06/12/2010 The Horse Trust Advises Horse Owners to Purchase Wormers Responsibly

Equine welfare charity The Horse Trust is advising horse owners to only purchase wormers from suppliers that provide appropriate veterinary advice.

The Horse Trust has recently become aware that various websites have for sale equine wormers such as moxidectin without providing best practice advice to consumers before purchase.

AMTRA, an independent regulatory body appointed by the UK government, recommends that animal medicines are only prescribed by a vet, veterinary pharmacist, or animal health advisor (known as an SQP) who has passed exams to demonstrate animal health knowledge.
"We are really worried to see that some websites allow people to buy equine wormers without providing veterinary advice," said Jeanette Allen, Chief Executive of The Horse Trust. "We would strongly advise people to avoid purchasing wormers from the internet. Instead contact a vet or SQP to develop a tailored management programme for your horse or horses."
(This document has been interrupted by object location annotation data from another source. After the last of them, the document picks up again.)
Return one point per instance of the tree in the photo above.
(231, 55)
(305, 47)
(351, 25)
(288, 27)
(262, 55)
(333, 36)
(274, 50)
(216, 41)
"Many horses have a natural immunity to small redworms so may not need regular treatment with worming drugs. Developing a tailored management programme will reduce the risk of drug resistance in your horse’s worms and could save you money in the long term," added Jeanette.

Last year, The Horse Trust launched a campaign to ask horse owners to take a more informed and strategic approach when worming their horses to tackle the growing problem of drug-resistant worms.

Small redworms (cyathostomins) are the most important parasite affecting horses and other equines. The overuse of worming drugs has to the development of drug-resistant redworms. Researchers have found evidence of small redworm resistance to the three main worming drugs and recent research has detected multi-drug resistant redworms in UK horses¹.

Stephen Dawson, Secretary General at AMTRA, agrees with the need to get good quality advice. “Vets and SQPs have been trained to provide tailored advice for the particular circumstances of each horse. The product you used last time isn’t necessarily the right one for next time," said Stephen.

"Buying from a website which doesn’t provide that vital advice risks increased likelihood of resistance build-up, as well as less effective worm control and thus is bad for animal welfare and for your pocket. And buying, possessing or using wormers which haven’t been properly prescribed is illegal, too,” added Stephen.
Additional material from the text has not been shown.